An annuity can be an invaluable tool in planning for retirement. It can supplement savings in a 401(k) or IRA account and offer tax advantages as a retirement tool.
But it is crucial that investors first gain a thorough understanding of annuities before investing.
No one wants the unpleasant surprise that their savings won't last as expected in retirement.
1. Tax-Deferred
An annuity could be the ideal investment solution depending on your retirement needs and savings goals. Speak to an advisor in order to assess if an annuity fits with existing strategies and helps achieve long-term financial goals.
An annuity provides tax-deferral for your investments, similar to an IRA and 401(k). In addition, however, an annuity also offers the added advantage of income payouts starting in the future - making them an excellent way to supplement other sources of retirement income like Social Security and pension plans.
One way to take advantage of this feature is through purchasing an immediate annuity, which provides a lifetime income stream from the moment your funds are deposited. Laddering annuities may also be beneficial; doing so helps spread risk across insurers and lowers risks should one become insolvent.
2. Guaranteed Income
An annuity offers you one key advantage: turning some or all of your savings into a guaranteed income stream in retirement. This can be particularly important if you worry about outliving your assets.
Based on your risk tolerance, an annuity offers either guaranteed interest rates or tracking indices like the S&P 500; both kinds offer tax-deferred growth until withdrawals commence.
However, you should keep in mind that annuities are typically long-term investments and should only be used towards retirement goals. Early withdrawal may incur penalties or taxes. To increase your savings for retirement and identify which annuity might best meet your needs and goals, contact SmartAsset's free tool which matches you up with advisors near your area who can answer all your queries about them.
3. Flexibility
An annuity differs from other investments by guaranteeing regular payments during retirement. How much you receive depends heavily upon market interest rates at that particular moment in time.
Annuities offer investors looking for long-term income an appealing way to protect themselves against longevity risk. Furthermore, annuities can complement defined benefit pensions and Social Security income as an important source of retirement income.
The top annuities offer a selection of growth options, such as fixed tracks, index annuity returns tied to an underlying index and balanced index tracks that balance market gains with reduced volatility. Some annuities also come equipped with options for guaranteed minimum income benefits or long-term care protection riders.
Investors can purchase an annuity using either a lump sum payment or regular premiums from their checking account, investment account, retirement account or life insurance policy. They then can select between deferred and immediate annuities from various providers who possess top financial strength ratings.
4. Tax-Free
An annuity might not make financial sense if you already have access to tax-deferred investments such as a 401(k) or IRA, but if all other methods of retirement savings have been exhausted and additional growth options are needed for your funds, investing in an annuity might be worth exploring.

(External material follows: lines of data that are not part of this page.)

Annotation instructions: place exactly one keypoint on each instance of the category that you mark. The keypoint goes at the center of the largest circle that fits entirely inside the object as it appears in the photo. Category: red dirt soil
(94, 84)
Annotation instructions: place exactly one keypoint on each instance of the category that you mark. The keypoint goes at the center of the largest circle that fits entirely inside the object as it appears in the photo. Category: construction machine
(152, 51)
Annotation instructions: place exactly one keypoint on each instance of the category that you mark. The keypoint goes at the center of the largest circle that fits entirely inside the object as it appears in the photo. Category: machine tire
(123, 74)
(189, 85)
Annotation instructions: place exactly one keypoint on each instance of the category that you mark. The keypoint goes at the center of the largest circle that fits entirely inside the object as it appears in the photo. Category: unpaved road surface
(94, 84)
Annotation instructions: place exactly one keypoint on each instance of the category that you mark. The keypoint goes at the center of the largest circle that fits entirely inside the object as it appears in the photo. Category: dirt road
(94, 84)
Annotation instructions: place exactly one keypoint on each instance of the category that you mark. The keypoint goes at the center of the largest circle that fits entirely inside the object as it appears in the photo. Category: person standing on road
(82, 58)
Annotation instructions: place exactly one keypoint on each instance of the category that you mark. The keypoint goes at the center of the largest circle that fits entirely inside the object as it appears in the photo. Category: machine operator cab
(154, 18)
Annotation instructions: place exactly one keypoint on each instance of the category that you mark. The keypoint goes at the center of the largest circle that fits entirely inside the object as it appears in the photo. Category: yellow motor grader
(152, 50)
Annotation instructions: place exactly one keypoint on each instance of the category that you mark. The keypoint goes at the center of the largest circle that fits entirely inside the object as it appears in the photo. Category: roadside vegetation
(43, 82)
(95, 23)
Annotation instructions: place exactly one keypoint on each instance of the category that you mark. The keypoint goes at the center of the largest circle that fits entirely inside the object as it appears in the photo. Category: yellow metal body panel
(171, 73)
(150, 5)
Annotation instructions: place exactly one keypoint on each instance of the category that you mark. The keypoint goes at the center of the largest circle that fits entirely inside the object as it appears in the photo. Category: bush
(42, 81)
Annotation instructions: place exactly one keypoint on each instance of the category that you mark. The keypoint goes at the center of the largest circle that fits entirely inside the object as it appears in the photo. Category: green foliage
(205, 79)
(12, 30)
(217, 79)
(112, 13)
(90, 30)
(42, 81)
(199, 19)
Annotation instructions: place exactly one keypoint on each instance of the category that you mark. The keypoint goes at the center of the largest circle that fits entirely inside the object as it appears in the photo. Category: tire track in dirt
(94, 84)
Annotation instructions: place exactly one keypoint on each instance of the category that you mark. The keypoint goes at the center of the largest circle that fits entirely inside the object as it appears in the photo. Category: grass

An annuity offers investors an advantage when investing in capital gains that is protected from annual taxation until you withdraw them, unlike investments such as mutual funds or brokerage accounts that include capital gains and non-qualified dividends that must be taxed annually.
Financial professionals can assist in helping you decide whether an annuity is right for your situation. Be sure to inquire about fees that vary by provider as well as access options; additionally, determine your preference between variable and fixed annuities as the latter guarantees a minimum income stream throughout your lifetime while investing in variable annuities could result in losing money if your account value drops; while variable annuities might mean taking on riskier investments that risk fluctuating value fluctuations while their counterparts guarantee at least some level of income security for life.